3. Dünya Savaşı


Pandemi ile beraber dünyada yeni bir düzen kurulacaktır. Devletleri ayakta tutan yegâne güçlerden biride ekonomik güçtür. Sokağa çıkma yasaklarının ve iş yerlerini kapatıldığı bir dünyada ekonomik daralmadan kaçınmak imkânsızdır.

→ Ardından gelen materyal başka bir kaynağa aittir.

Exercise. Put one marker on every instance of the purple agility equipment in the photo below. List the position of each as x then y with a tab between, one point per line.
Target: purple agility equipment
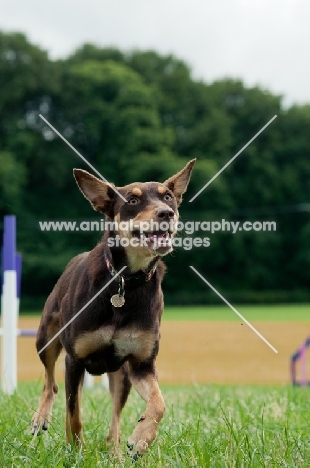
301	356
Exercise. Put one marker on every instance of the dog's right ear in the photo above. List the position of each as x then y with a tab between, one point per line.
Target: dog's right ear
98	193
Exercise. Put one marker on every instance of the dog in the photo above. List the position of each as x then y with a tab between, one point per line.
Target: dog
105	310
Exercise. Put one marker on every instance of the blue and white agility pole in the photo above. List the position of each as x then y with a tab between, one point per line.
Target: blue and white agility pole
9	307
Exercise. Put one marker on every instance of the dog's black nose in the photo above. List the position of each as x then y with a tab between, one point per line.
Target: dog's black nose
165	213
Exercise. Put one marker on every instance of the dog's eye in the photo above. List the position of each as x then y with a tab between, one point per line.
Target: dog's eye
133	201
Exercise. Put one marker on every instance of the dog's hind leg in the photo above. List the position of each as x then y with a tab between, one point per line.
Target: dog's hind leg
74	385
48	328
120	386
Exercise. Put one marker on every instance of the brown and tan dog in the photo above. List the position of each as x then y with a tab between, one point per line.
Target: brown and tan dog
118	332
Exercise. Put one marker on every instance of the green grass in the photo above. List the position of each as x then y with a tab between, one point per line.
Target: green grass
204	426
270	313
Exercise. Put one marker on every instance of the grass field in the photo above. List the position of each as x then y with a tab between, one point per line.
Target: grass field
282	312
204	426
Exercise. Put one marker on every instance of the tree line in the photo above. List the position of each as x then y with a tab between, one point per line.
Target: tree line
140	116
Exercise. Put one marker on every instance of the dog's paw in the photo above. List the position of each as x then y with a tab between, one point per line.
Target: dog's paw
39	424
136	449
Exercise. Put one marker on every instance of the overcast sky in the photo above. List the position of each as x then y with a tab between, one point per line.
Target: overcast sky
264	42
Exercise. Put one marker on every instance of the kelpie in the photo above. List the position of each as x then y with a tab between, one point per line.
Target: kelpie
118	332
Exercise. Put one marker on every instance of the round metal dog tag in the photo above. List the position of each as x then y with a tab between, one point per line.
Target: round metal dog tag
117	300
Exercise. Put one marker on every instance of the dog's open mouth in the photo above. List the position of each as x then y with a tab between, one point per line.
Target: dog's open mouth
155	240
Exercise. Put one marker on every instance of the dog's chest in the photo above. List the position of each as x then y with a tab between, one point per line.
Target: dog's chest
123	343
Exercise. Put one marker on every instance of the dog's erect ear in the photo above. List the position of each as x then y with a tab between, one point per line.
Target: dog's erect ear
179	182
98	193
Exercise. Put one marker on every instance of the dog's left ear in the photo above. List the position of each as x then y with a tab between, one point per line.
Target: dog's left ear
179	182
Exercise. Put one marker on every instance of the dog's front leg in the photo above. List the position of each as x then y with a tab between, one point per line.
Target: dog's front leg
74	384
144	378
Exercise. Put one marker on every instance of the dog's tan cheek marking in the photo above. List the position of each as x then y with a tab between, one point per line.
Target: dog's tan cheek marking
162	189
137	191
90	342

Parasıyla ve ordusuyla övünen devletlerinin hali ortadadır. Ekonomik krizin globalleşerek tüm dünyayı esir alması çok yakındır. Siyasi olarak etkili devletlerin bir diğer özelliği de ekonomik olarak güçlü olmalarıydı. Bu durumda alışkanlıklarından vazgeçemeyecek devletlerin açıklarını kapatmaları için bazı hamleler yapması beklenmelidir.   Daha önce dünyanın tecrübe ettiği bazı olayları hatırlayalım. 
Ekonomisi ne zaman viraja gelse bir devlete demokrasiyi getireceğim diye savaş açanlar mi dersiniz veya elindeki silahı ve savaş teknolojisini satabilmek adına komşu ülkelerin arasında savaş çıkaranlarımı dersiniz buna ne derseniz deyin. Bu devletler gücü elinde tutabilmesi adına korkarım ki yeni hamleler ve yeni projeler ortaya atacaklardır.  

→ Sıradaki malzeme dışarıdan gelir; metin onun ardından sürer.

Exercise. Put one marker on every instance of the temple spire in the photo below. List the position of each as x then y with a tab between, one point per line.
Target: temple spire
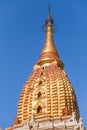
49	52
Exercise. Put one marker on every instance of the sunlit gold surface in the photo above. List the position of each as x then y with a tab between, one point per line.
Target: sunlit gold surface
48	91
49	52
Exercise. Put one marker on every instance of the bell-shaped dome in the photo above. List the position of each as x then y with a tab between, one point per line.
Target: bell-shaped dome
48	91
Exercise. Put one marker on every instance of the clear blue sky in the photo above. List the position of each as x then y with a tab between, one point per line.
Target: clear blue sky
22	39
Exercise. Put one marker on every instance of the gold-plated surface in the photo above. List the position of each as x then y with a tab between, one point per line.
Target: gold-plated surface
49	52
48	91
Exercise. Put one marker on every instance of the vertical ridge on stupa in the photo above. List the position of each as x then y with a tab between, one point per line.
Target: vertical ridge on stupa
48	100
49	52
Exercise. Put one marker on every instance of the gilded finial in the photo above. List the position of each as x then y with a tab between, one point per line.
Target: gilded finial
49	52
49	14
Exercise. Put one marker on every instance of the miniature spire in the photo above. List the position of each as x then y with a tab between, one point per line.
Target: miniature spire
49	20
49	52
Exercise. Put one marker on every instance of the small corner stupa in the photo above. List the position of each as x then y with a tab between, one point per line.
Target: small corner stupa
48	100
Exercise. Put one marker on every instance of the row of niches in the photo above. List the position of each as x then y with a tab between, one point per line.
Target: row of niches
39	95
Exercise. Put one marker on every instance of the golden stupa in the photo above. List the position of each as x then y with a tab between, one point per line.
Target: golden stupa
48	91
47	100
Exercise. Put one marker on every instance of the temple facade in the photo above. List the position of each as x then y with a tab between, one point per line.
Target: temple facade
48	100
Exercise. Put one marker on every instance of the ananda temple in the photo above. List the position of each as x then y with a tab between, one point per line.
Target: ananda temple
48	100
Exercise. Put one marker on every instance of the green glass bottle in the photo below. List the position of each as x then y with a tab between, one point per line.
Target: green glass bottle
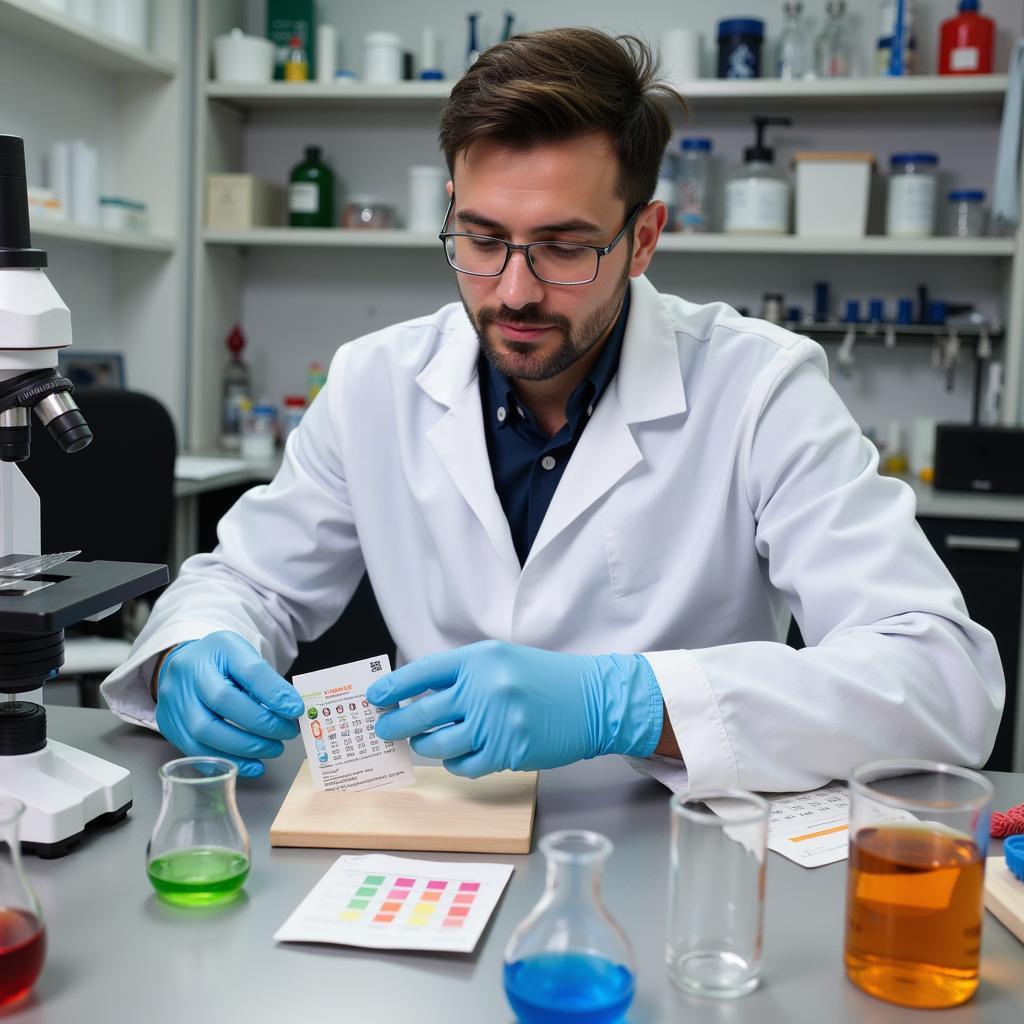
310	192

Dünyanın din adına veya Ortadoğu'da İsrail'in emelleri uğruna yaptıklarının yanında birde açıklarını kapatma çaresini düşündükçe 3. Dünya Savaşına çok yaklaştığımızı hissediyorum. Bir taraftan dinlerin ülkelerdeki etkileri, hammadde rezervlerinin kullanım hakları, pazar alanı derken neler ile karışılacağımızı kestirmek mümkün görünmüyor. Bu hissiyatlarımın ve öngörülerimin en azından savaş çıkması tarafının kendi adıma hüsnü kuruntu olarak kalmasını elbette isterim.
 Umudum o dur ki Rabbim bu aziz milleti ve devleti savaştan uzak tutmasıdır. Bu sebeple ülkemizin acilen tarım, hammadde işletmeleri, savunma sanayisi ve biyolojik tehditler gibi birçok alanda kendini yenilemesi ve ileriyi hedeflemesidir. Zor günlerden geçtiğimiz bugünler de dünyanın başına bela olmuş bu hastalıklılardan ve hasta fikirlerden kurtulmasını temenni ediyorum. Güçlü Türkiye ve güçlü irade bizim tek güvencemiz olacaktır.